Annualized Base Rent (ABR) represents the annualized in-place straight-line base rent pursuant to GAAP.

Annualized In-Place Cash Base Rent represents the annualized in-place contractual minimum base rent on a cash basis.

Credit Rated Tenant is a tenant or the parent of a tenant with a credit rating from S&P Global Ratings, Moody’s Investors Service, Fitch Ratings or the National Association of Insurance Commissioners.

Investment Grade Rated Tenant is a tenant or the parent of a tenant with a credit rating from S&P Global Ratings, Moody’s Investors Service, Fitch Ratings or the National Association of Insurance Commissioners of Baa3, BBB-, or NAIC-2 or higher.

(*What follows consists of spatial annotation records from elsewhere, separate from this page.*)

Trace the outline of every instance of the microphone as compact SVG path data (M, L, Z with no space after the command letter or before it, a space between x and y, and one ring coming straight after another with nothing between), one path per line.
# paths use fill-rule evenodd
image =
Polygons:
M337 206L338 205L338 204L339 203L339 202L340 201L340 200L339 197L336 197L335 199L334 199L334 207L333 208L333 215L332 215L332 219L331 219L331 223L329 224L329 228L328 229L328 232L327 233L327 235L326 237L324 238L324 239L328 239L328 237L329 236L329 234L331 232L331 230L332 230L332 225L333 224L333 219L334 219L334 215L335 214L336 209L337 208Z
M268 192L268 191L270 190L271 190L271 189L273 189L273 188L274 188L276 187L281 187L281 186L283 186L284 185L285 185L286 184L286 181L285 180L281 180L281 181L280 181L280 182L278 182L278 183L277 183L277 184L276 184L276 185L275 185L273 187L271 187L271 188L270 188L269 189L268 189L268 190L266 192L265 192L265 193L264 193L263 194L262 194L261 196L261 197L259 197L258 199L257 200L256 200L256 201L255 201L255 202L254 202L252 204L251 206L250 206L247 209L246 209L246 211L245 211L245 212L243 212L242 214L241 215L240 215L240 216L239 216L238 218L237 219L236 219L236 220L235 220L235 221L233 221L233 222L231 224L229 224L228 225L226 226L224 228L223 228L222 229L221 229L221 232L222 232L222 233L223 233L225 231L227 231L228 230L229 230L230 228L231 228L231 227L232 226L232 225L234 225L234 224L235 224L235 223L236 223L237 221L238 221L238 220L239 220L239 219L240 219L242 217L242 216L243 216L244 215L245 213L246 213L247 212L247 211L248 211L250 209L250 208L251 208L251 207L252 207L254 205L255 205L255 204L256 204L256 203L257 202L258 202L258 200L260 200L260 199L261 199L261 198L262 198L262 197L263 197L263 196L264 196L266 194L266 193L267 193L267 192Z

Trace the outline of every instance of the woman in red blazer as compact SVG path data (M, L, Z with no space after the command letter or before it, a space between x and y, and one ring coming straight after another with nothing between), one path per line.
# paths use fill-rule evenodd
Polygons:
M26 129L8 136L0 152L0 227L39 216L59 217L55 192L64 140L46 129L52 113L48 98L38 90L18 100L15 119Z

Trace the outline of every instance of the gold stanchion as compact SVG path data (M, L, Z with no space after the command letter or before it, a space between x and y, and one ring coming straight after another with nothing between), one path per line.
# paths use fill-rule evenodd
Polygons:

If applicable, in the event of a split rating between S&P Global Ratings and Moody’s Investors Services, the Company utilizes the higher of the two ratings as its reference point as to whether a tenant is defined as an Investment Grade Rated Tenant. Credit ratings utilized in this press release are those available from S&P Global Ratings and/or Moody’s Investors Service, as applicable, as of March 31, 2026.

Weighted Average Remaining Lease Term is weighted by the ABR and does not assume the exercise of any tenant purchase options.